Avoiding Injuries: The Appetizer for Injury Prevention
Going into my first CrossFit workout I knew I’d be doing different types exercises which would significantly stress my muscles, tendons, joints, fascia and ego in a new way. I thoroughly reviewed the warm-up, strength exercises and workout of the day (WOD) beforehand. These are the steps I took to help me avoid an injury:
- Be Real – Understand the newness of the workouts so check your ego at the door.
- Break a Sweat – Warm-up the muscles and joints from your ankles to your neck with dynamic stretches, shadow boxing, arm circles,…etc. to start the sweating process.
- Rolling – I’m a big fan of soft tissue rollers. Using a roller on your legs, back, chest and shoulders needs be a part of your warm-up.
During the Workout
- Keeping it Real – It’s an entirely new workout so the stresses and loads on your body will be very different. Focus on great technique while you learn the details of the workout while keeping the weights low.

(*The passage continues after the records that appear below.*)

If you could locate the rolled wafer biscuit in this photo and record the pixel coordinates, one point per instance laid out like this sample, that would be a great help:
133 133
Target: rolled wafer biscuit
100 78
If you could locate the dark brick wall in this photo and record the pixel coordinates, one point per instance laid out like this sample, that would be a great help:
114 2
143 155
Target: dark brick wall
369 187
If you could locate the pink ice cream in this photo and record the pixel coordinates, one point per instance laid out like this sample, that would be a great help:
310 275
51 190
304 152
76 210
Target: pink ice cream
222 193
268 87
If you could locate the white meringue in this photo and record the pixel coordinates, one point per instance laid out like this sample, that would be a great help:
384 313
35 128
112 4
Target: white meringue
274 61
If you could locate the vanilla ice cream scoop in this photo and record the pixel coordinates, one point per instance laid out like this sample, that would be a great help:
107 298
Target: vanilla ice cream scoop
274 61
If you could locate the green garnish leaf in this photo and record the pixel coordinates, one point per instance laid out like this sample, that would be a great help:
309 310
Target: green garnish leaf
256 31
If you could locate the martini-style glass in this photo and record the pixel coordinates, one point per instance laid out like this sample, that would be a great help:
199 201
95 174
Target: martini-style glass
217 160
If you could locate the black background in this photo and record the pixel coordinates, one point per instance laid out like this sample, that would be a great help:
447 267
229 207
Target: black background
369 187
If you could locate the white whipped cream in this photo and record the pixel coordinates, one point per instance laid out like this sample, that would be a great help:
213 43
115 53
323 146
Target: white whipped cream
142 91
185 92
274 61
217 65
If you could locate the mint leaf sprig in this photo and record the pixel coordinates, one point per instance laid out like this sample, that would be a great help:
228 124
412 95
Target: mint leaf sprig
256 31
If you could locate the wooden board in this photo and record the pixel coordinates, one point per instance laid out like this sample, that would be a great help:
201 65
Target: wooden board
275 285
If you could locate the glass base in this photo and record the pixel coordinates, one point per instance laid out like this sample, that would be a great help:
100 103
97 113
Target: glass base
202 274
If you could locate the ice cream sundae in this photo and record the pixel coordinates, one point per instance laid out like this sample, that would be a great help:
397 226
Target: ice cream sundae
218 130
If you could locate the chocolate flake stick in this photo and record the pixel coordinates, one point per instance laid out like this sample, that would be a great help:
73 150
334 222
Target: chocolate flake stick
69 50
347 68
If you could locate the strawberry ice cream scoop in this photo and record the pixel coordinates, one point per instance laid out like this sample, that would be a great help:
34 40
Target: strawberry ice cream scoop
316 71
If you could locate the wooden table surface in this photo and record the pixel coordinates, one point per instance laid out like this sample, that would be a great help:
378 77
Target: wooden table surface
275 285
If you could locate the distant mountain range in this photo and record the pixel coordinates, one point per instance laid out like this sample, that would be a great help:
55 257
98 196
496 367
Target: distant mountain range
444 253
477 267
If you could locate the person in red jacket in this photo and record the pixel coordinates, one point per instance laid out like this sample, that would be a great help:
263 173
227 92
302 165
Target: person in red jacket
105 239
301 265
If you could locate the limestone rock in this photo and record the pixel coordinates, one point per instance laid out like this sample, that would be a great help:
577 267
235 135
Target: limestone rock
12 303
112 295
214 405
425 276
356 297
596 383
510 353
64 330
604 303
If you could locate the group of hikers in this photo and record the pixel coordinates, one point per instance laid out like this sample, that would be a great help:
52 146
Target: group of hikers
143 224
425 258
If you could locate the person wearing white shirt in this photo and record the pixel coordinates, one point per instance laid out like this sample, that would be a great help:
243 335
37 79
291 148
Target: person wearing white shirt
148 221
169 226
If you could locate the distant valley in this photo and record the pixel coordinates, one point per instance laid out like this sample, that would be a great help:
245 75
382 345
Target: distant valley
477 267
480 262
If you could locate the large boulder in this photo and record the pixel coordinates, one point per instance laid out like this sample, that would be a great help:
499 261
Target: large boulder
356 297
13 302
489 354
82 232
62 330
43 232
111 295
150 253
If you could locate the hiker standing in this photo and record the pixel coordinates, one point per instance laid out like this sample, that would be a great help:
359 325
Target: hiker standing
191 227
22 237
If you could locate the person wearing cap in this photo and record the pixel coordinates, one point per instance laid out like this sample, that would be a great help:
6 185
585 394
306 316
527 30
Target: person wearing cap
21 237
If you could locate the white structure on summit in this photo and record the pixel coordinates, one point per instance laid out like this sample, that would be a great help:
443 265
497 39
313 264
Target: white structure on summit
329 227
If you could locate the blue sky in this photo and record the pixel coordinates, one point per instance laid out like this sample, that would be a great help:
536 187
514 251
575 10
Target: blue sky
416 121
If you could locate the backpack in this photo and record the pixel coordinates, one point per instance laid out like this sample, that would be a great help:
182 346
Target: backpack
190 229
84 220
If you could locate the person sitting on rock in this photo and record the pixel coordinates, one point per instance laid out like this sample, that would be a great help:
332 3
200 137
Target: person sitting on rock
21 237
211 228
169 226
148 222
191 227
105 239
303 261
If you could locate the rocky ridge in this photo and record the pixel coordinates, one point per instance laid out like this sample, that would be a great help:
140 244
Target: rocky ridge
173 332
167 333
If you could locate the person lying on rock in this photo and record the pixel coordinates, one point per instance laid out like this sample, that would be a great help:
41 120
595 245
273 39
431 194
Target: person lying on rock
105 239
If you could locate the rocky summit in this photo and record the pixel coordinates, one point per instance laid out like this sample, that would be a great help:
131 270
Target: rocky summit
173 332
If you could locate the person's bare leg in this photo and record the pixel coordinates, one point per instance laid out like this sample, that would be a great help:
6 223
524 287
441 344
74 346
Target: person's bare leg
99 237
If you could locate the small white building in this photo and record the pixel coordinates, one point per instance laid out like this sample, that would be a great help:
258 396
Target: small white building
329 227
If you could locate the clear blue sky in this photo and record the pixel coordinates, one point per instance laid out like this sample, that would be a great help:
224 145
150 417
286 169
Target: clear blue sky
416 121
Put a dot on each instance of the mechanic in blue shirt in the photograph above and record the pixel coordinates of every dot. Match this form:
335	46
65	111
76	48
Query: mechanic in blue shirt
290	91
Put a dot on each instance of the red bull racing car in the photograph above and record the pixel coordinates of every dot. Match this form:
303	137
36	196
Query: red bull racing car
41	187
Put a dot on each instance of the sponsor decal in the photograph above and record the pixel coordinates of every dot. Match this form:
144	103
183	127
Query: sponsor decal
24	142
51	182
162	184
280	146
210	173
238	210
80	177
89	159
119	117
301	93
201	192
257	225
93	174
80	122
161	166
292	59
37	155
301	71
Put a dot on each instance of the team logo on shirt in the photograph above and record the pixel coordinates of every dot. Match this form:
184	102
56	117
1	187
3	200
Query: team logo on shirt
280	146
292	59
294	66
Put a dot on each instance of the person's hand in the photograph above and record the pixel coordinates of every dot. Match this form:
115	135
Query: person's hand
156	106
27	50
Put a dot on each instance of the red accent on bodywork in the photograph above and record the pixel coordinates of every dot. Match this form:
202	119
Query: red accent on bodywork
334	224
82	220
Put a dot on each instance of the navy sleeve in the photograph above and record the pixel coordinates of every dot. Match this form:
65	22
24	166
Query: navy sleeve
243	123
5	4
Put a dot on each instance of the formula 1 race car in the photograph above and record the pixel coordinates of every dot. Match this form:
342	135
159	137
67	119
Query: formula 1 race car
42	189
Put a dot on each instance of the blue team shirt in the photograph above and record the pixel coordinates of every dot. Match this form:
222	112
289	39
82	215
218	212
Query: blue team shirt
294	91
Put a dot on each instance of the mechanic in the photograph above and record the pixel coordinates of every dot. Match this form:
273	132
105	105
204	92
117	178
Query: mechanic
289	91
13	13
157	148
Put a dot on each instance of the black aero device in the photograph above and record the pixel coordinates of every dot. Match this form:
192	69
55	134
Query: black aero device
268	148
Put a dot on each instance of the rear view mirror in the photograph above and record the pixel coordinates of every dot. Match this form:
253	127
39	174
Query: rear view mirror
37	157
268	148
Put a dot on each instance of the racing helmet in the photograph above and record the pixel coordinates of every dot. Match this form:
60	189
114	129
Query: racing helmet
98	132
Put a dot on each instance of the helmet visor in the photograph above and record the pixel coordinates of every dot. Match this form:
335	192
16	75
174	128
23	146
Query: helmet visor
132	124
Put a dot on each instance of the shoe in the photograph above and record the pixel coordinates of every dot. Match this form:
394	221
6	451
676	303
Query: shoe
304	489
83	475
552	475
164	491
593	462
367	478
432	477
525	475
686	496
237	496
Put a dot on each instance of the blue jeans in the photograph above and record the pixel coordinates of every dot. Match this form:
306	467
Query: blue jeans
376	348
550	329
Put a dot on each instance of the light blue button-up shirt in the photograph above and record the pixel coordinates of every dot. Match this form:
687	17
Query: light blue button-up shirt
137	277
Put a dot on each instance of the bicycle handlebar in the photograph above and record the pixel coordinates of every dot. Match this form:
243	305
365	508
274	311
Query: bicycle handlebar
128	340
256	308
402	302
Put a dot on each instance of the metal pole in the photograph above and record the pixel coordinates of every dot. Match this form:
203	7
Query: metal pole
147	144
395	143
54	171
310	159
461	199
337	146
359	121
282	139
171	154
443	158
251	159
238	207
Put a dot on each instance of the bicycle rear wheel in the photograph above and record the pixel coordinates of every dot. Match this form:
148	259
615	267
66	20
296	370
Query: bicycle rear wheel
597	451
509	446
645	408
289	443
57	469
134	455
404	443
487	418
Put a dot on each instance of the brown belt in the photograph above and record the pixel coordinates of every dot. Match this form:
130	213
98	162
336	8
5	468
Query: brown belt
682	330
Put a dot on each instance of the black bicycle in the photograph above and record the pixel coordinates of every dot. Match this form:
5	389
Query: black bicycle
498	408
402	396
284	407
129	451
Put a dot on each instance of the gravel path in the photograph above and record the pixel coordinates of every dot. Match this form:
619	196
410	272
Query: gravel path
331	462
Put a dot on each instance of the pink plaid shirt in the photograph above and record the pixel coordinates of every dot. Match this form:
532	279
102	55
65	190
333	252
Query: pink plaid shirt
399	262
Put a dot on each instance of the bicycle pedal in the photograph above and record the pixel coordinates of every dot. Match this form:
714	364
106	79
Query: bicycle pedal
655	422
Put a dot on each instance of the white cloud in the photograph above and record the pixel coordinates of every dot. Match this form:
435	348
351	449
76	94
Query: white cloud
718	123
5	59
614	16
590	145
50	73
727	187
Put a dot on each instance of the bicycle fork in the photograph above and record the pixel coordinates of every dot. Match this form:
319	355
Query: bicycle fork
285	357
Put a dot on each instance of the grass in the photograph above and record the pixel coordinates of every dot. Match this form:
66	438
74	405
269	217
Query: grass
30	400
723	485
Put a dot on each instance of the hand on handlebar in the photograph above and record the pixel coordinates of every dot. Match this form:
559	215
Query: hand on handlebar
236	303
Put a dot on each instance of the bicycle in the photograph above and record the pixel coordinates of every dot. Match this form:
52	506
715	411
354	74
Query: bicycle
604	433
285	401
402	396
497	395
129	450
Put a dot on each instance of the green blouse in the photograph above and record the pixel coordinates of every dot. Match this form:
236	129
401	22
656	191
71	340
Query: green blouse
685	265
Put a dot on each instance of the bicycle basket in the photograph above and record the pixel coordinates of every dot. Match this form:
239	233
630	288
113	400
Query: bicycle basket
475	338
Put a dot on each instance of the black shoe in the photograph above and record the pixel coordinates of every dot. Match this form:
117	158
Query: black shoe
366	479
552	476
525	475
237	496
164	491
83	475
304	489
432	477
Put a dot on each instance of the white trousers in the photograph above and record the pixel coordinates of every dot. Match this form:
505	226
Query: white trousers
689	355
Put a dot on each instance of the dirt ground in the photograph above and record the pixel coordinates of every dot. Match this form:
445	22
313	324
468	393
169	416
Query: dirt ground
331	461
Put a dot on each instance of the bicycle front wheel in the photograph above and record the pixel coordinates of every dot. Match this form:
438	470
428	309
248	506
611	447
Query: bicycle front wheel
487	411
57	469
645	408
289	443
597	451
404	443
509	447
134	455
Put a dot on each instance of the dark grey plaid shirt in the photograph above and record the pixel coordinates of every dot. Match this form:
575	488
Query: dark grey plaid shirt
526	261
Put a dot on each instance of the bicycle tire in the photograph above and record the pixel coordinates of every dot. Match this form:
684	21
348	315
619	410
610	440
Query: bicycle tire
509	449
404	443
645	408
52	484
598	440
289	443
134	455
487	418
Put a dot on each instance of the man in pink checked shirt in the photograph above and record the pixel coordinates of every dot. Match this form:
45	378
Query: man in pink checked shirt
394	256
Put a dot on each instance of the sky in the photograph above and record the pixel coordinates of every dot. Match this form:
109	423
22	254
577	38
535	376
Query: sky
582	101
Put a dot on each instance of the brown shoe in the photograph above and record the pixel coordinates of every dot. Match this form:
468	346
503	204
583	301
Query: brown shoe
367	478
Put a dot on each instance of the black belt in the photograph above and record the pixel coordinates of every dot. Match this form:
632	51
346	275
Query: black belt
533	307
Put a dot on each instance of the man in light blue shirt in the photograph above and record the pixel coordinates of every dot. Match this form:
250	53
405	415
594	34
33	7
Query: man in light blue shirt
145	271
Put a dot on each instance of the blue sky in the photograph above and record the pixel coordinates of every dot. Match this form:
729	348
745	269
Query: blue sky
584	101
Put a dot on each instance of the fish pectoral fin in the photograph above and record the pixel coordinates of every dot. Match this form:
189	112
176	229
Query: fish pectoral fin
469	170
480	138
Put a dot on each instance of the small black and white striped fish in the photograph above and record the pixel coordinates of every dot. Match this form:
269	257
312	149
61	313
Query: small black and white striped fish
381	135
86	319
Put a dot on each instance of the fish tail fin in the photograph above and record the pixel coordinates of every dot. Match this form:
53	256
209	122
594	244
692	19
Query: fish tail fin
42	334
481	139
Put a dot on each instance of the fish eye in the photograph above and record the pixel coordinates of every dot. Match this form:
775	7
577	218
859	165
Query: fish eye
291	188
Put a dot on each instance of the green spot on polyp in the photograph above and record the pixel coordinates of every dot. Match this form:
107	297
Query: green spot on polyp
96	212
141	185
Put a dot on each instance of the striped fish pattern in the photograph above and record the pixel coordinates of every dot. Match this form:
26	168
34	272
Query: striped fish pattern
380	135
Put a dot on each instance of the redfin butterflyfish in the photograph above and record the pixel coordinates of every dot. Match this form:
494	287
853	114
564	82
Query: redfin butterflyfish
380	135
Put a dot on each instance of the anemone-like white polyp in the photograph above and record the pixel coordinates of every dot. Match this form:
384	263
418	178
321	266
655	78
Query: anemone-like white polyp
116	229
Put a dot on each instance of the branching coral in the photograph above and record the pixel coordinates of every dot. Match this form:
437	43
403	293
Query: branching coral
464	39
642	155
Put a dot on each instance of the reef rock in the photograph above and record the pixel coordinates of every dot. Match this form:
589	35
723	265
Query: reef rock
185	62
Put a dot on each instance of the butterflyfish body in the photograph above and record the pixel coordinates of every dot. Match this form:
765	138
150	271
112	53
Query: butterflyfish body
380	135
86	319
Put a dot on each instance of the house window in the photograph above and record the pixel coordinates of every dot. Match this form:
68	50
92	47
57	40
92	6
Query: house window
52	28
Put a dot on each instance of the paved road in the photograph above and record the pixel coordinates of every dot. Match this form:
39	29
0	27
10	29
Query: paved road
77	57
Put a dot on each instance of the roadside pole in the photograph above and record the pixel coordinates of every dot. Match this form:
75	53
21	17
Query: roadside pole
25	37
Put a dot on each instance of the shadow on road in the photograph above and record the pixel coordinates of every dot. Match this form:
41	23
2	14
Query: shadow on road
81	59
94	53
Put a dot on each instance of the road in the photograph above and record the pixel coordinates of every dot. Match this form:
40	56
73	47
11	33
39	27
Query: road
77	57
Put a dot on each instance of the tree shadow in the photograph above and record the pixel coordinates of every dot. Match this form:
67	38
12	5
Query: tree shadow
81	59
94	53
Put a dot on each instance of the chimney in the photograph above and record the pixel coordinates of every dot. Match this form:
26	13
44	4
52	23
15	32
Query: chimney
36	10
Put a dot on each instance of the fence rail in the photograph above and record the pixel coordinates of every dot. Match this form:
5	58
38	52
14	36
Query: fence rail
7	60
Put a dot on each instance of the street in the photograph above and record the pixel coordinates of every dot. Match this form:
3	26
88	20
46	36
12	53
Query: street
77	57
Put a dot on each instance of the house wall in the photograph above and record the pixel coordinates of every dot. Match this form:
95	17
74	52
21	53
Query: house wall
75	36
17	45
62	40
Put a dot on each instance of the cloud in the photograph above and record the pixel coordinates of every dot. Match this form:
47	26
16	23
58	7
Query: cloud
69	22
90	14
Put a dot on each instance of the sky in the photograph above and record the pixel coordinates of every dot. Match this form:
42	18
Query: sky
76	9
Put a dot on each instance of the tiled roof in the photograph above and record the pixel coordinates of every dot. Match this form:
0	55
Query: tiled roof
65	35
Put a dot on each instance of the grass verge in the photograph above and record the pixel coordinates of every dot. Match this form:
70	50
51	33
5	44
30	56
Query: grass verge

- Listen to Your Body – Trust your body, listen to your body. If something is wrong, your body will know it.
- Compete With Yourself – This is a perfect example of when you should compete with yourself with every exercise not the dude beside you. He/she is probably a seasoned CrossFitter so don’t risk an injury as a rookie trying to match up against Joe Muscle!
- Slow the Train – A 5-10 minute cool down doesn’t sound exciting but it important and it should be a part of every workout.
- Fuel the Train – Replacing fluids, carbs and protein within 30 minutes after a workout will help your recover and your future performances.
- Drain the Legs – Lay down and elevate your legs while continuing to bend your knees and pump your ankles. It’s a simple way to quickly reduce the lactic acid and waste products from your hard-working leg muscles.
The Day After
- Get Moving – Get out, move and get more blood into and out of those recovering muscles. Easy cardio, agility and stretching should be part of your routine the day after a workout. If you want a day off, do it 2 days after the hard workout.
- Repeat the Movements Minus the Load – Repeating a few reps of some of the exercises you did the day before with minimal, if any, weights. As I like to say: “If you want to get rid of soreness, do what made you sore.”
- Freeze the Spots – If any areas are overly sore, ice those areas to reduce the pain. Less medicine and more ice is typically a smart plan.
In closing, it’s as simple as planning ahead, be smart, progress slowly and recover aggressively.